An album of this length is always a bit daunting when it comes to reviewing, as it demands significantly more time investment to get a feel for and there’s always the risk that a band has pushed things too far to the point of tedium.  But the first time through Ilion made it clear Slift’s latest was worth the investment, as there are quite a few immediate hooks alongside nuances that pop out with additional listens.  At the core of Slift’s sound is a familiar blend of space and psychedelic rock, with lush soundscapes and the occasional guitar freakout that recalls everything from Pink Floyd to Nebula and Hawkwind.  But the title track makes it clear that there’s a bit more at play throughout Ilion, as the guitar, bass, and drums reach some weightier peaks and head into doom/sludge leaning territory.  At certain points the lumbering nature and spacey melodies remind me of a cross between Melvins and Zoroaster, but the way the songs ebb and flow also gives off a post rock vibe as they reach crashing peaks.  Each track has its own identifiable elements, with some giving space for softer melodies and a calmer atmosphere to expand outwards for several minutes, while others keep things on the heavy and destructive side of the spectrum for much of the run-time.  It sometimes comes off like you’re hearing the musical equivalent of a spaceship taking off, with the big booming passages serving as the rocket propulsion and then the softer moments represent what can be seen out of the ship once it’s in orbit.  It’s a mesmerizing listen, and despite the longest tracks reaching the double digit mark the various twists and turns give listeners plenty of reasons to keep pressing onwards to hear what’s next.  Ilion does have a consistent flow, as it tends to follow a pattern where one song fades out and the other comes roaring back in.  But the likes of “The Words That Have Never Been Heard”, “Weavers’ Weft”, and “Uruk” also stand on their own with just how strong they are.  “Weavers’ Weft” in particular strikes the best balance of lumbering, huge doom type riffs and shimmering psychedelic melodies that are given just the right amount of time to hypnotize you.  Admittedly the only song I’m not crazy about is closer “Into the Loop”, which is a moodier instrumental track that leans a bit more into the drone side of things.  It’s not bad, but it feels unnecessary after the huge guitar freakout climax of “The Story That Has Never Been Told”.

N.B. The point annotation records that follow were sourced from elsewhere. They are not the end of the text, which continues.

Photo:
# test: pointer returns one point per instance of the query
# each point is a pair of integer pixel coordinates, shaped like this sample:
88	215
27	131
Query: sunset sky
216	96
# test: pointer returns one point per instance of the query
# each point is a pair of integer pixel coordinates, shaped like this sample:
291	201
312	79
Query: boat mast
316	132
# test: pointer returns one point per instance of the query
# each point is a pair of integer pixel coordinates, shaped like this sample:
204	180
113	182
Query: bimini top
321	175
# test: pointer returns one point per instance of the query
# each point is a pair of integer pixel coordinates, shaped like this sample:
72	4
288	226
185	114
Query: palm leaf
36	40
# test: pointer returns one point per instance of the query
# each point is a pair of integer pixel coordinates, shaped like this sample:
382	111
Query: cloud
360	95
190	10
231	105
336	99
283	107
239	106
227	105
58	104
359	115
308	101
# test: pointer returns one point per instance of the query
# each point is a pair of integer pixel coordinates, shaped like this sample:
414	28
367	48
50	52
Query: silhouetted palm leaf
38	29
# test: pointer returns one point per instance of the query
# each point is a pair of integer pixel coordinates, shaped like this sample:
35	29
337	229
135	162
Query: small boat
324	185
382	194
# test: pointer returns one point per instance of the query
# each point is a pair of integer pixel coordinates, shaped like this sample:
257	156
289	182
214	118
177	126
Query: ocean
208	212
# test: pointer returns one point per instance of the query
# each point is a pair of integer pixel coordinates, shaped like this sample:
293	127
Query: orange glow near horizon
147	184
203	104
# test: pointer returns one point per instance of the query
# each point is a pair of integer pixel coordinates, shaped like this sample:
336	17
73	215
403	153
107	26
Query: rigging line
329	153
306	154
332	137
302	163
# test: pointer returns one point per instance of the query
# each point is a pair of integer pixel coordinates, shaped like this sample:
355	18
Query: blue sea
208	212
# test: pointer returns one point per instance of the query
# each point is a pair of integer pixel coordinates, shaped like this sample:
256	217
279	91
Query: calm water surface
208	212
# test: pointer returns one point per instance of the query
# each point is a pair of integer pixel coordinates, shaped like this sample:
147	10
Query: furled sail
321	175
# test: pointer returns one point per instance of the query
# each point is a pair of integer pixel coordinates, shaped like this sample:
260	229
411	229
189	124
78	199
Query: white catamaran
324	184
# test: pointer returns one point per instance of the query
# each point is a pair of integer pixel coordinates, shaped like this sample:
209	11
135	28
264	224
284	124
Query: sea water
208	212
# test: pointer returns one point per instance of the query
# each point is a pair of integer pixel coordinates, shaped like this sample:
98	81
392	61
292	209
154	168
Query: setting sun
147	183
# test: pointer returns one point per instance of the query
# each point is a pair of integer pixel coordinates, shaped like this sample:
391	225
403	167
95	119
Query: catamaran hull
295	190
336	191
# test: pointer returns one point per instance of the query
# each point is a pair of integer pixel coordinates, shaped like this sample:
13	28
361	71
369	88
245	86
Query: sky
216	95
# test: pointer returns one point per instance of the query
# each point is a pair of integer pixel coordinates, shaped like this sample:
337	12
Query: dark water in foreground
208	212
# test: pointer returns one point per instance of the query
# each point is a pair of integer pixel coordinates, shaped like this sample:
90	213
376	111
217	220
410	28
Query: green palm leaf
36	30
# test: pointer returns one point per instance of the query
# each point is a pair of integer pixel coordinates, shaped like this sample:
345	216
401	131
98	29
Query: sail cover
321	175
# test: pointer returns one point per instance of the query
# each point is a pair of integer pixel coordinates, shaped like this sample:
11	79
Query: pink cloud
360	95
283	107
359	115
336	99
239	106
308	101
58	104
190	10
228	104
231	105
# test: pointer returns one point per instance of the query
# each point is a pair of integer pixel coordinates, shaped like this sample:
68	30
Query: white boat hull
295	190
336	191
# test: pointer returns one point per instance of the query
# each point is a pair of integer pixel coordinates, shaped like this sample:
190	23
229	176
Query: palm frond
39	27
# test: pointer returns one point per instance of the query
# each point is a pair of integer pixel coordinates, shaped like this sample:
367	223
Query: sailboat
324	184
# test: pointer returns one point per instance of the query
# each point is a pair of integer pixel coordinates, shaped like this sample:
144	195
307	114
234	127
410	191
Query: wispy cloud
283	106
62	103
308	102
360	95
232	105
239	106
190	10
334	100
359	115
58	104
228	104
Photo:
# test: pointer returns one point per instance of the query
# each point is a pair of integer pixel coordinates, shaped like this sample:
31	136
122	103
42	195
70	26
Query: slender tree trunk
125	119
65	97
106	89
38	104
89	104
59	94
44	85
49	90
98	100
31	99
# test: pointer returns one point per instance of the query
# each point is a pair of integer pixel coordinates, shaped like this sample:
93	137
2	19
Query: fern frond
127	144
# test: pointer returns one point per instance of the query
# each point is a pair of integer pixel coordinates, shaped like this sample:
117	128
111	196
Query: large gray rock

Another area that differentiates Slift is their vocal performance.  If you think space rock, you’re probably thinking of light, airier singing that hovers over the recording or the gruffer Monster Magnet type approach.  Slift offers a little bit of both, and there’s quite a bit of variety to the performance that makes different passages jump out at you as you spend more time with the material.  The title track begins with commanding spoken word that seems to tower over the recording, but it transitions over to screaming/yelling that gives off a sludge/doom vibe circa the mid to late 2000s.  This gives Ilion the potential to appeal to the metal side of the aisle, as they have that heft and aggressive edge that not all bands in this genre do.  On “Weavers’ Weft”, there are also some resemblances to Melvins’ King Buzzo.   But you also get plenty on the other side of the spectrum, with “The Story That Has Never Been Told” offering some of the softest, ethereal sounding pitches on Ilion.  There are just as many details to the vocal work to discover as the instrumentation, and that makes Slift’s latest even more exciting.

With each album Slift has pushed further into their own territory, and Ilion may just be their strongest statement yet.  Their songwriting utilizes the sweeping build-ups of post rock, the adventurous and hazier nature of psychedelic and space rock and injects a significant dose of heaviness to make things sound just a bit different from the norm.  The songwriting actually justifies the longer run-time, and while it is a lot to take in the effort to do so will reward you with an expansive and mesmerizing listen.  It's still early in the year but expect to keep hearing about this one as the months progress.  Ilion is available from Sub Pop Records.